Further, the transfer must be for the performance of a task for which you have a lawful purpose under the law enforcement provisions of Part 3 of the DPA 2018.

  1. The fundamental rights and freedoms of the data subject do not override the public interest concerning the transfer.

Item 2 means that the rights and freedoms of the data subject can override any public interest in the transfer, so if the rights and freedoms of the data subject in not having their data transferred to the intended recipient are of equal or greater importance than the public interest in transferring the data, then the transfer shall not take place.

  1. The transferring controller considers that the transfer to a relevant authority in the third country would be ineffective, or inappropriate.

Item 3 means that, where possible, transfers to a third country should be undertaken to a relevant authority in that country, and it is only in circumstances where transferring the data to such a relevant authority would be ineffective or inappropriate, that a transfer to another recipient should be contemplated. Transfers may be ineffective, for example, if the transfer is time-critical and the relevant authority would be unable to act on the transfer in sufficient time. A transfer may be inappropriate if the transfer to the relevant authority might prejudice the purposes of the transfer, for example if the data relate to allegations of corruption or impropriety in the relevant authority and there is a risk that the transfer may tip-off relevant personnel within that authority that an investigation is underway.

Where you have transferred data to a body other than a relevant authority, you must inform the relevant authority in that country of the transfer, unless, as above, that would be ineffective or inappropriate.

  1. The transferring controller sets out the specific purposes for which the data may be processed by the intended recipient and informs them of these.

You need to document the transfer, and you also need to notify the Information Commissioner about the transfer.
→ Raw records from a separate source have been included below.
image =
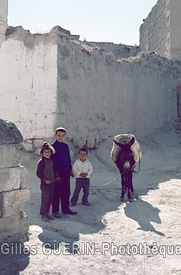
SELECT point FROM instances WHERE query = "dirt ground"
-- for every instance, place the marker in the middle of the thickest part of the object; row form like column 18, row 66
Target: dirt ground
column 142, row 237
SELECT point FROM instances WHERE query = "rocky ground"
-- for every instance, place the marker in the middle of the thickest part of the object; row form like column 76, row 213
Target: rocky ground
column 110, row 237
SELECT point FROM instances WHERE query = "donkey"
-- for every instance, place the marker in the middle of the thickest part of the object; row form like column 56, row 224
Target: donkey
column 125, row 163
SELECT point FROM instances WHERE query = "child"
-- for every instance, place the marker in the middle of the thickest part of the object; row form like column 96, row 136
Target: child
column 45, row 172
column 63, row 170
column 82, row 170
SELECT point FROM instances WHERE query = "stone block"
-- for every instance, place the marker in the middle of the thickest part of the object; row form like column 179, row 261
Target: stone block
column 9, row 133
column 24, row 177
column 10, row 155
column 10, row 179
column 37, row 143
column 28, row 146
column 12, row 202
column 15, row 224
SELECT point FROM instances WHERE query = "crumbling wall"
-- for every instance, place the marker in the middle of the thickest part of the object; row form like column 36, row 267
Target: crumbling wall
column 54, row 80
column 13, row 183
column 160, row 31
column 3, row 18
column 29, row 82
column 100, row 95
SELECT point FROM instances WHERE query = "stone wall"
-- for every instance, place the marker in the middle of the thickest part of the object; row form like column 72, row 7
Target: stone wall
column 29, row 78
column 154, row 32
column 160, row 31
column 3, row 18
column 13, row 183
column 53, row 81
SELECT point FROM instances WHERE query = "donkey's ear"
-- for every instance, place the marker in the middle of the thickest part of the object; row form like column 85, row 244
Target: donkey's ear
column 131, row 141
column 118, row 144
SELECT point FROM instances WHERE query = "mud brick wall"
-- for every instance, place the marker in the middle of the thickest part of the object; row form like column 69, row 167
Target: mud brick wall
column 14, row 182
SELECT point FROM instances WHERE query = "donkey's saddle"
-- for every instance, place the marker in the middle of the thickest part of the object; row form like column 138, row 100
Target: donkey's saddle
column 125, row 139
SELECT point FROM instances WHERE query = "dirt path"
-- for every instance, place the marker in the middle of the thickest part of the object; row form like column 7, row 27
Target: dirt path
column 110, row 236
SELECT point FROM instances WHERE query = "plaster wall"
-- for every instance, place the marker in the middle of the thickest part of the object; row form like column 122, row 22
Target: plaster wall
column 175, row 29
column 28, row 86
column 3, row 18
column 58, row 81
column 99, row 96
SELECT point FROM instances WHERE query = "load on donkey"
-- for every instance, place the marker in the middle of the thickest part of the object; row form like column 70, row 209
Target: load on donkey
column 126, row 153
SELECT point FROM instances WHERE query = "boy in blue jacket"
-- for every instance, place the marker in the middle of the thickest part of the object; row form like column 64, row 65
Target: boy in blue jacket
column 63, row 170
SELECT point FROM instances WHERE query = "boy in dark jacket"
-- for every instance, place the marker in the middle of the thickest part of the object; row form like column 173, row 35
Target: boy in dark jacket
column 63, row 170
column 45, row 171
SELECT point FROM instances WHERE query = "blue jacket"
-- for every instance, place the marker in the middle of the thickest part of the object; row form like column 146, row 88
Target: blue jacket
column 61, row 158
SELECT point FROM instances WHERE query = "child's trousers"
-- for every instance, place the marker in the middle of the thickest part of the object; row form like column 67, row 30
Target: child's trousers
column 81, row 183
column 46, row 197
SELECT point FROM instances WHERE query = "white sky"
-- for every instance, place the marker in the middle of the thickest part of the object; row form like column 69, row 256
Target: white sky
column 116, row 21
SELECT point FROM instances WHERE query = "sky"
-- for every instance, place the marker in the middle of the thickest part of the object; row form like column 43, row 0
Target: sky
column 116, row 21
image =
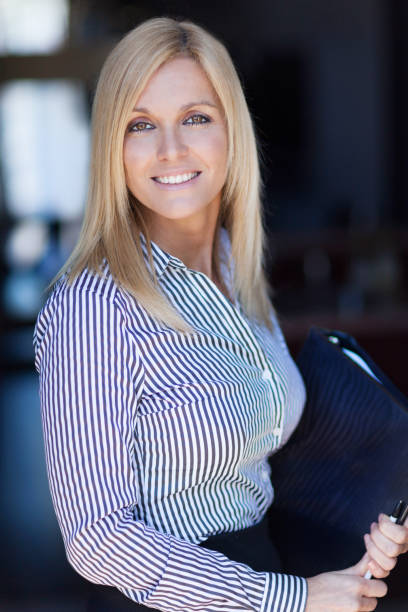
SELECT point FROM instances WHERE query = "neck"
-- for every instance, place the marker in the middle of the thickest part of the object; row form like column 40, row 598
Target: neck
column 193, row 245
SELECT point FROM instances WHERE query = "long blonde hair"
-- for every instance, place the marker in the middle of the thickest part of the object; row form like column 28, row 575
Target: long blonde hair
column 113, row 219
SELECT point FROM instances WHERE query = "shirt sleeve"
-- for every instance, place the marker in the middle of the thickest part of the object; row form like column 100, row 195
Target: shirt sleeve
column 91, row 379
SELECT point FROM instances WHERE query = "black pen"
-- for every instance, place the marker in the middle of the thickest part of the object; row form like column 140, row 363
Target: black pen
column 398, row 516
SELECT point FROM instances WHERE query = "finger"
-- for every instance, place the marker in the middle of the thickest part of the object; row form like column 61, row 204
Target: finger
column 387, row 563
column 376, row 570
column 373, row 588
column 368, row 604
column 390, row 541
column 360, row 568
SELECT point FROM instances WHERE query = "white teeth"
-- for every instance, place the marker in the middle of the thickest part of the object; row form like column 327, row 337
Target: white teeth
column 178, row 178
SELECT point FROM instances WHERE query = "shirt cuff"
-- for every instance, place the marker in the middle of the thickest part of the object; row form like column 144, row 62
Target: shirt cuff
column 284, row 593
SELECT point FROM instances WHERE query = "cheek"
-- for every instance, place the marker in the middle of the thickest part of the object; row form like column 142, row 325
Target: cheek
column 135, row 158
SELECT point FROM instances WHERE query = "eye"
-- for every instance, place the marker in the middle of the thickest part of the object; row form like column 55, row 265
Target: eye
column 197, row 119
column 140, row 126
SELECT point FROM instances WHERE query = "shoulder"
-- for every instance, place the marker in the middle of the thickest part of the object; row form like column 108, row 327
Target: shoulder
column 78, row 297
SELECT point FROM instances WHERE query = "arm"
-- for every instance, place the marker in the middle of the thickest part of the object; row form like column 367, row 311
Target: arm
column 91, row 379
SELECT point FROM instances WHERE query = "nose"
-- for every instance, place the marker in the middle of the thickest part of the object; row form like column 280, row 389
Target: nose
column 171, row 145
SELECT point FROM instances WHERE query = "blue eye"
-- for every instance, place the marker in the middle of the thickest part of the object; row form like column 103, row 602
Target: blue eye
column 140, row 126
column 197, row 119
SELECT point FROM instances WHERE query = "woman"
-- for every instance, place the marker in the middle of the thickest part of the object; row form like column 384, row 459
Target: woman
column 165, row 379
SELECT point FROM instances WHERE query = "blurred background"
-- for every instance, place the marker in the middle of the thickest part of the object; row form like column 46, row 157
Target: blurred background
column 327, row 85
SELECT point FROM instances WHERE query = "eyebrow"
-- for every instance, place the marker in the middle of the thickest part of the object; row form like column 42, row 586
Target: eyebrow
column 143, row 109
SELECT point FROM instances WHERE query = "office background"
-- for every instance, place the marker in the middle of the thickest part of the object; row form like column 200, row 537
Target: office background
column 327, row 85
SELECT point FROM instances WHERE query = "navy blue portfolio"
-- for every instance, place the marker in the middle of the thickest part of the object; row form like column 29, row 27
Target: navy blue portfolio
column 346, row 462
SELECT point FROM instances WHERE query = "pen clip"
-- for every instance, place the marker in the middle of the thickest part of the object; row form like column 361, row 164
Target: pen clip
column 400, row 512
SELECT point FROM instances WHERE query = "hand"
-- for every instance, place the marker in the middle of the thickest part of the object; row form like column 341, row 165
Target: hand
column 385, row 542
column 344, row 591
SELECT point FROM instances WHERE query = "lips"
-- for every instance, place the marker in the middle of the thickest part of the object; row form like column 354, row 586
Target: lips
column 176, row 179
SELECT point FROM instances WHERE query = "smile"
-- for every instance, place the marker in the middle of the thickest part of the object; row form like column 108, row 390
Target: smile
column 177, row 179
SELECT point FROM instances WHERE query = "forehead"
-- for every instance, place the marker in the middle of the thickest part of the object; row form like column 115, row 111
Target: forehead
column 177, row 82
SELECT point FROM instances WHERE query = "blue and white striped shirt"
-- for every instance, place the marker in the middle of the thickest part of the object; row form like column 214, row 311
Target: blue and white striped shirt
column 155, row 441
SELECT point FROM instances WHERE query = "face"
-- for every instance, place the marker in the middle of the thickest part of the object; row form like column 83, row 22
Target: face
column 175, row 148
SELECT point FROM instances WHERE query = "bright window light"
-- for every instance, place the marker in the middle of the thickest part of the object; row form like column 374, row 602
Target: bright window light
column 44, row 147
column 32, row 26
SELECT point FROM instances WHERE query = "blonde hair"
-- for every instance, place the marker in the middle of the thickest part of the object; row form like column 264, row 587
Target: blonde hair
column 113, row 220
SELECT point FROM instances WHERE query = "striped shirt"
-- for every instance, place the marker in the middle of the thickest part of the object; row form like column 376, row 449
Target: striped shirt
column 155, row 440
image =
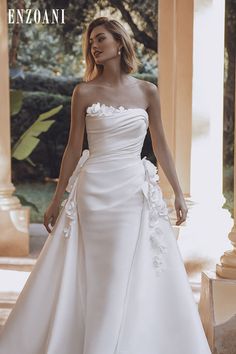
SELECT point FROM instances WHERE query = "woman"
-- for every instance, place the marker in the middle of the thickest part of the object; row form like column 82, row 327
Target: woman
column 110, row 278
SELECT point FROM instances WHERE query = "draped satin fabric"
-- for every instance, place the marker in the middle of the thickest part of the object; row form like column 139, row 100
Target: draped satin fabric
column 110, row 278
This is different to other types of transfers, where you record the details but only have to provide them to the Commissioner on request.

What happens to subsequent transfers?

It is important that control of personal data is not lost once you have transferred it. It is vital that the rights and freedoms of individuals are still uppermost. Therefore, if the data you transferred is to be subsequently transferred elsewhere, it is important that those rights and freedoms continue to follow the data. For this reason, there are certain provisions that you must observe before any subsequent transfer can take place.

Firstly, you must make it a condition of the transfer that any subsequent transfer must be authorised by you, or another competent authority. It would be sensible to have agreements in place with any other competent authorities who you may consider allowing to make such an authorisation. 

Secondly, any authorisation can only be for a transfer which is necessary for any of the law enforcement purposes, and you must give consideration to:

  • the seriousness of the circumstances leading to the request for authorisation of the subsequent transfer;
  • the purpose for which you originally transferred the data; and
  • the standards of data protection which apply in the country or international organisation where the data will be transferred.

If you originally received the data from a competent authority in an EU member state, that competent authority must first authorise the transfer before you in turn can authorise it. This creates a chain of accountability, linking back to the original competent authority which first held the data, which ensures that the original competent authority retains a measure of control and influence over any processing of that data.

The only exception is if the transfer is necessary for the prevention of an immediate and serious threat to the public security of a third country, or to the essential interests of an EU member state (note, not the essential interests of any third country) and you cannot obtain authorisation from the originating competent authority in good time. If that happens, then you should inform the originating competent authority without delay.